After a dry spell molluscs (slugs and snails) are delighted
with the wet conditions following a rain shower.
This slug (Arion ater rufus) is the orange version of the Great BLACK Slug (Arion ater). It is one of the larger slugs found in Britain but is not the one that eats your choice garden plants. It prefers dead plant or animal material and fungi.
Like all slugs and snails it has four tentacles or 'horns'. The two larger ones are for sight, though molluscs can only distinguish light and dark. The smaller pair, lower down are for tasting smelling or feeling. If touched, molluscs will retract their tentacles, and if really upset they will contract to make themselves shorter and fatter.
The troublesome ones are small and black or beige. They're often hard to see. This little blighter looks like a small blob of dirt until you get close and see how he has been chomping away on an apple.

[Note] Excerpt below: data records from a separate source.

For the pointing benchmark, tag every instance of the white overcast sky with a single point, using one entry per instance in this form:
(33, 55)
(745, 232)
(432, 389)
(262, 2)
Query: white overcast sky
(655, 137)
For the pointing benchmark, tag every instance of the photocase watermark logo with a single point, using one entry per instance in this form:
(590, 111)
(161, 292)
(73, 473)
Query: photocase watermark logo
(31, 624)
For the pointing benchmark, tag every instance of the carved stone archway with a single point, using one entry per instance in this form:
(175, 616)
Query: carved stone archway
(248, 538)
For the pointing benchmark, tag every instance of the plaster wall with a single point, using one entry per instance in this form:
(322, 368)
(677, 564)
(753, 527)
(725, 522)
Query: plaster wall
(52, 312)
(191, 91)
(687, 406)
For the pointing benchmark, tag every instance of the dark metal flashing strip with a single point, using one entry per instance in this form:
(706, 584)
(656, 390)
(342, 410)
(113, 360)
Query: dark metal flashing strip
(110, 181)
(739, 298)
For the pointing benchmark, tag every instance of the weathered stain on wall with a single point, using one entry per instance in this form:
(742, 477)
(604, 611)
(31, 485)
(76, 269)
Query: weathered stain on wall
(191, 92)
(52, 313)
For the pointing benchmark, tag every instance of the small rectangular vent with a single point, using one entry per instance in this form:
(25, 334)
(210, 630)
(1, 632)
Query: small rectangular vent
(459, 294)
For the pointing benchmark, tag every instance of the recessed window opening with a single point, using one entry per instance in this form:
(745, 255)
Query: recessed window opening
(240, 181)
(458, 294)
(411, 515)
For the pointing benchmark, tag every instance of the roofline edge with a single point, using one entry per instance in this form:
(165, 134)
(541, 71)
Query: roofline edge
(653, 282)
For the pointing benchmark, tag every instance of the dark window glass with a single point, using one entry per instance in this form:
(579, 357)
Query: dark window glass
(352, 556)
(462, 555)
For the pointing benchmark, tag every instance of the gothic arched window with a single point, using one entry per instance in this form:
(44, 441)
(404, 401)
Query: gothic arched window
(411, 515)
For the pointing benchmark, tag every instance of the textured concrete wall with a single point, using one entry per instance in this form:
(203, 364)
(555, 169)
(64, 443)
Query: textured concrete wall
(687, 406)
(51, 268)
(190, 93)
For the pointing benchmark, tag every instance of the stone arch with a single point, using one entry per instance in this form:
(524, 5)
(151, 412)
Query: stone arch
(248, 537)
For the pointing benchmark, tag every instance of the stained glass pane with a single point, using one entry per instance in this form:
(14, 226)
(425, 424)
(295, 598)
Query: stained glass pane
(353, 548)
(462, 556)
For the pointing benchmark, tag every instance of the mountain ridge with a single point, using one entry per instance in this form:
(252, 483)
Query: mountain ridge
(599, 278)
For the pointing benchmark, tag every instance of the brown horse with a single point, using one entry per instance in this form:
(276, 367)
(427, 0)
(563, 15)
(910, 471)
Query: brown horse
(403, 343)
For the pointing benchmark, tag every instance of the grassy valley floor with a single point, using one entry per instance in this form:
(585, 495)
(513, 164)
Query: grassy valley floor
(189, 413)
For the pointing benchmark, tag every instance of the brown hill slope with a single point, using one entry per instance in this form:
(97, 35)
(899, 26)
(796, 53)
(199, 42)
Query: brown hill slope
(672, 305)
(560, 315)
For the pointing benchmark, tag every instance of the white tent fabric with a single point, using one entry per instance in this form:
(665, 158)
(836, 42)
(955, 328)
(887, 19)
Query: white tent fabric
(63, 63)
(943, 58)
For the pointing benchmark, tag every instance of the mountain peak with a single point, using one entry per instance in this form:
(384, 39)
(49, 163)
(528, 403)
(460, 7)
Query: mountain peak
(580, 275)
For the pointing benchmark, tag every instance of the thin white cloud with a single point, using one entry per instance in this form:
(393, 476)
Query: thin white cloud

Snails are slightly more popular than slugs, - at least with children. They have shells of course, while slugs just have a leathery oval at the front end called a mantle.
SHELL SHOCK
Snails too have four tentacles and in the image below you can just make out the 'eyes' at the ends of the longer tentacles.
Even these little Banded Snails have tentacles. The one on the left was very shy.
There are 90+ species of land snails in the UK and 30+ species of slugs. They occupy an important niche, providing food for hedgehogs, thrushes and glow-worms, to name a few, and they also have an important composting role, recycling any dead material.